We were cleaning the garage and inside an old suitcase we found a ton of neat things including this weird looking German Made, Vintage Shell Portable Alarm Clock.
I had a couple questions about this. What year is this watch / the history behind it? It was found in a suitcase with items from the 1940s-1960s. 
Thanks a lot! Appreciate the help!



__
https://flic.kr/p/JXHfPX


__
https://flic.kr/p/JXHfPX


__
https://flic.kr/p/JXHfPX


__
https://flic.kr/p/JXHfPX


__
https://flic.kr/p/JXHfPX


__
https://flic.kr/p/JXHg3x


----------



## gimli (Mar 24, 2016)

The dial looks like that of many watches from the 1910s, 20s and 30s, such as trench watches from Longines, Omega, etc.


----------



## SteveG (Jan 11, 2016)

Never seen one like it but it's very nice. Enamel or porcelain dial? Love the way that alarm set hand doesn't reach center.

Only my own guesses but from the style and design I would agree with gimli and suggest it's well before the 1940s-1960s 2. The "Germany" on the dial and back also supports this. After WW2 it would be more likely to avoid any identification with Germany and use "Foreign". Could be pre WW1.

Is it complete do you think? How does it stand on those two feet?
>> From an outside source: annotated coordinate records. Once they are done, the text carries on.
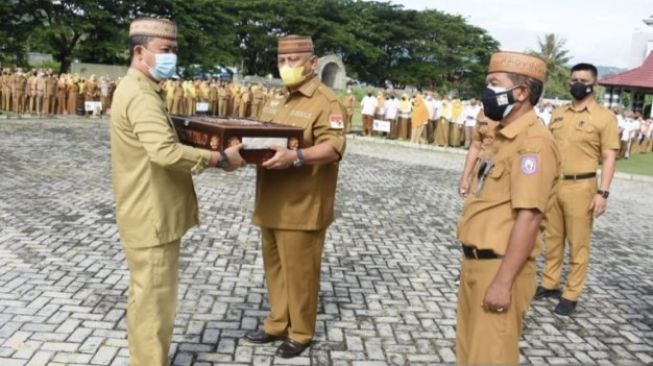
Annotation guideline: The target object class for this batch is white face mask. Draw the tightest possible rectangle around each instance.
[143,47,177,81]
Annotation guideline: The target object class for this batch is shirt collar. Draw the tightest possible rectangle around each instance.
[286,74,320,97]
[565,99,597,114]
[499,110,537,140]
[127,67,161,93]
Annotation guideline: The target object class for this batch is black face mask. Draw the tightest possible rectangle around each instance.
[569,83,594,100]
[481,87,515,121]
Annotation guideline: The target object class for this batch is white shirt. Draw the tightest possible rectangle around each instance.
[384,98,399,119]
[425,98,437,120]
[361,95,376,116]
[433,99,442,121]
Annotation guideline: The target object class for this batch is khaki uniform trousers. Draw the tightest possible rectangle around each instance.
[2,89,11,111]
[345,108,354,133]
[123,240,180,366]
[449,123,463,147]
[261,228,326,344]
[218,98,229,116]
[399,117,411,140]
[456,258,535,365]
[542,178,597,301]
[435,118,449,146]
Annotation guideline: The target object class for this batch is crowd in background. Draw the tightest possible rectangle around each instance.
[0,68,116,116]
[0,68,279,118]
[0,68,653,159]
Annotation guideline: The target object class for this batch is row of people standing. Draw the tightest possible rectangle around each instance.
[613,108,653,159]
[361,91,482,147]
[0,68,116,116]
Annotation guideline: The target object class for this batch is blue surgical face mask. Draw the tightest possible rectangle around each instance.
[143,48,177,81]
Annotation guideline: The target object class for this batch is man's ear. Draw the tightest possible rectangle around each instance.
[308,55,317,72]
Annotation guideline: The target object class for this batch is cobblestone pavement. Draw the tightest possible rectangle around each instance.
[0,120,653,366]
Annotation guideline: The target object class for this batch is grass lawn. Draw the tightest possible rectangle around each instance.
[617,153,653,176]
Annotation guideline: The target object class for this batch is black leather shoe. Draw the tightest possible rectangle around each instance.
[533,286,562,300]
[245,330,284,344]
[553,297,576,316]
[276,339,311,358]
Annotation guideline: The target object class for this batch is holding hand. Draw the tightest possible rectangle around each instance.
[217,143,247,172]
[481,281,512,313]
[458,177,469,198]
[262,145,297,169]
[588,194,608,217]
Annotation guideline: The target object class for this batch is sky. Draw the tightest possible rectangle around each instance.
[391,0,653,68]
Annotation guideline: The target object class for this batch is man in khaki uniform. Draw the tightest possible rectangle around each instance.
[342,89,356,133]
[535,63,619,315]
[0,69,11,111]
[209,80,218,116]
[170,77,184,115]
[24,70,37,114]
[111,18,244,366]
[249,84,265,119]
[218,82,229,116]
[12,71,27,115]
[456,52,560,365]
[43,73,57,114]
[245,35,345,358]
[57,74,68,115]
[34,71,47,116]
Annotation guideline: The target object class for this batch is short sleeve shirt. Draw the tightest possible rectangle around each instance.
[252,77,345,230]
[458,111,560,258]
[549,101,619,174]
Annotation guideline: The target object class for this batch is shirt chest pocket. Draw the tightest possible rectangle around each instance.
[475,162,510,201]
[479,162,510,201]
[549,121,565,141]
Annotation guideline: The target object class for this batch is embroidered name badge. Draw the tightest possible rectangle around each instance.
[329,114,345,130]
[520,155,537,175]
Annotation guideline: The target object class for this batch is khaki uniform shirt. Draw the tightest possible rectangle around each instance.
[343,94,356,114]
[111,69,210,248]
[472,112,499,150]
[549,101,619,174]
[252,77,345,230]
[458,111,560,258]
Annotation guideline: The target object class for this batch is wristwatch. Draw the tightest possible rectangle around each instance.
[292,149,304,168]
[217,150,229,169]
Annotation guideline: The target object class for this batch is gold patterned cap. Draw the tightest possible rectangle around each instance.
[488,51,546,82]
[129,18,177,40]
[277,34,313,55]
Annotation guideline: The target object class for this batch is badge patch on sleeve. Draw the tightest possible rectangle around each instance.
[329,114,345,130]
[520,154,537,175]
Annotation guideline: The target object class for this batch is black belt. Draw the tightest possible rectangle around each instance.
[562,172,596,180]
[463,244,503,259]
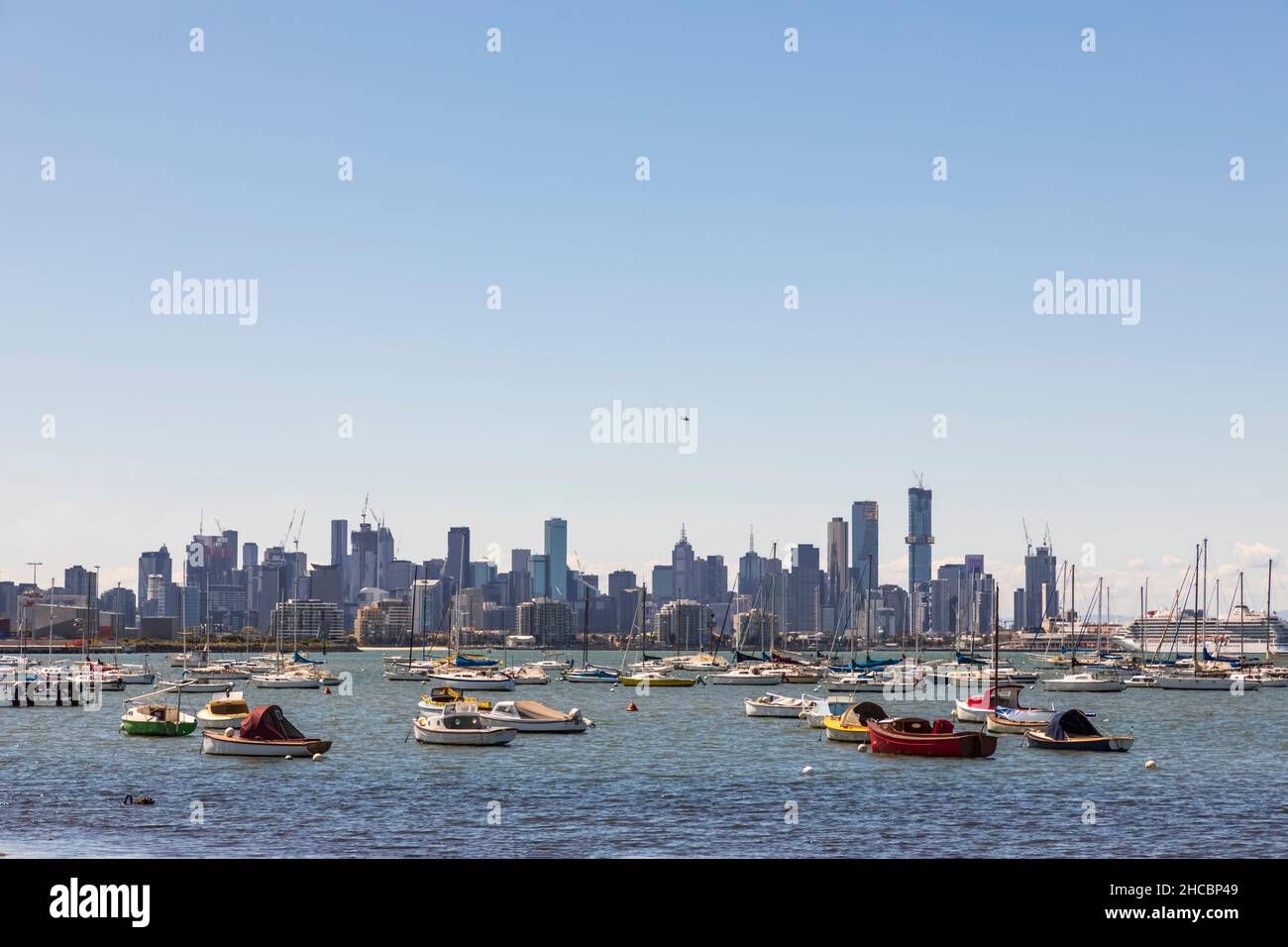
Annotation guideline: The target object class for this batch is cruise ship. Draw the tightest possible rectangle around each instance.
[1116,605,1288,657]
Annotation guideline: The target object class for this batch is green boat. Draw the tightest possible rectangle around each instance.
[121,703,197,737]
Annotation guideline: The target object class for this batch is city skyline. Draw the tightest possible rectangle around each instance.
[0,3,1288,623]
[0,484,1288,622]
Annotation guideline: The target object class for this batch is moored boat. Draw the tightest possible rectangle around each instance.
[412,703,519,746]
[197,690,250,729]
[868,716,997,758]
[201,703,331,758]
[823,701,886,743]
[1024,710,1134,753]
[121,703,197,737]
[742,693,805,720]
[480,701,593,733]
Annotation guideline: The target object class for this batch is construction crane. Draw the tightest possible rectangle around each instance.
[277,510,295,549]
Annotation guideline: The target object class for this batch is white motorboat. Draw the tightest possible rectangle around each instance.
[429,669,514,690]
[705,665,783,686]
[802,693,851,730]
[480,701,593,733]
[1158,674,1257,693]
[742,693,805,720]
[161,678,233,693]
[510,664,550,686]
[1042,674,1126,693]
[827,673,889,693]
[412,702,519,746]
[252,674,322,690]
[1124,674,1158,686]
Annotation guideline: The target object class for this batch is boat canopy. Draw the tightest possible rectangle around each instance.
[829,657,902,672]
[1046,710,1102,740]
[841,701,889,727]
[240,703,305,740]
[452,655,499,668]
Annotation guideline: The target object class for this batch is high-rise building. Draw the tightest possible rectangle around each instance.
[350,520,380,592]
[789,543,823,633]
[850,500,881,595]
[138,544,174,603]
[510,549,532,604]
[1017,546,1060,631]
[671,523,702,600]
[827,517,850,605]
[738,530,765,596]
[443,526,473,587]
[546,517,568,600]
[63,566,89,598]
[331,519,353,601]
[532,553,554,598]
[905,485,935,592]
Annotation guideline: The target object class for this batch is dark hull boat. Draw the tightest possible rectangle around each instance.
[1024,710,1134,753]
[868,716,997,758]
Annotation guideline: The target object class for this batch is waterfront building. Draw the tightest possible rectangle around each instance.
[273,599,344,647]
[514,596,574,648]
[653,598,708,650]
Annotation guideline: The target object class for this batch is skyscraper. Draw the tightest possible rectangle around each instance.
[850,500,881,595]
[137,544,172,603]
[1015,546,1060,631]
[827,517,850,605]
[671,523,702,600]
[331,519,353,601]
[443,526,472,587]
[905,484,935,592]
[546,517,568,599]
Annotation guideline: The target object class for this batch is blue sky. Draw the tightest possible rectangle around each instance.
[0,3,1288,614]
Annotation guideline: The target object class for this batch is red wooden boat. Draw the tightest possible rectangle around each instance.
[868,716,997,756]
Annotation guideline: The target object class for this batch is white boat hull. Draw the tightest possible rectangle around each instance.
[1158,676,1257,693]
[429,674,514,690]
[705,674,783,686]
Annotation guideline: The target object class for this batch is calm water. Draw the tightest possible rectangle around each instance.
[0,652,1288,857]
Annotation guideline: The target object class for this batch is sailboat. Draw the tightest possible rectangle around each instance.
[1042,575,1127,693]
[1156,539,1257,693]
[559,585,625,684]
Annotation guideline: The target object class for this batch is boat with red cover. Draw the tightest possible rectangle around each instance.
[868,716,997,758]
[201,703,331,756]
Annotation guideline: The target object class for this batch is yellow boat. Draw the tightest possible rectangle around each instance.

I am wondering if it might have had a surrounding frame providing some rear support.


----------



## Daveyboyz (Mar 9, 2016)

Interesting item... I am glad the title made me come to the thread... maybe there is something wrong with me but every time somebody says "Very Unique" or "Quite Unique" I have to tell them that something is either unique or it is not... therefore degree's of uniqueness cannot be applied. I tell anyone this, foreign speaker or native or others are sure to follow suit and it will become accepted (Like the use of the word "sat" instead of "sitting" which is so widespread it is even misused on the BBC)

Ranting aside... I don't think we can read too much into the use of "Germany" it was used before and after WW2, had it said "West Germany" or "East Germany" it would have given us a clue... but Germany did appear consistently before and after ww2.

I could hazard some guesses based on the style...the face is early 20th century but could be retrostyled, the body with the shell looks a bit later to me.... I haven't seen one like this before so am not really sure about it but certainly an interesting thing worth a little investigating.


----------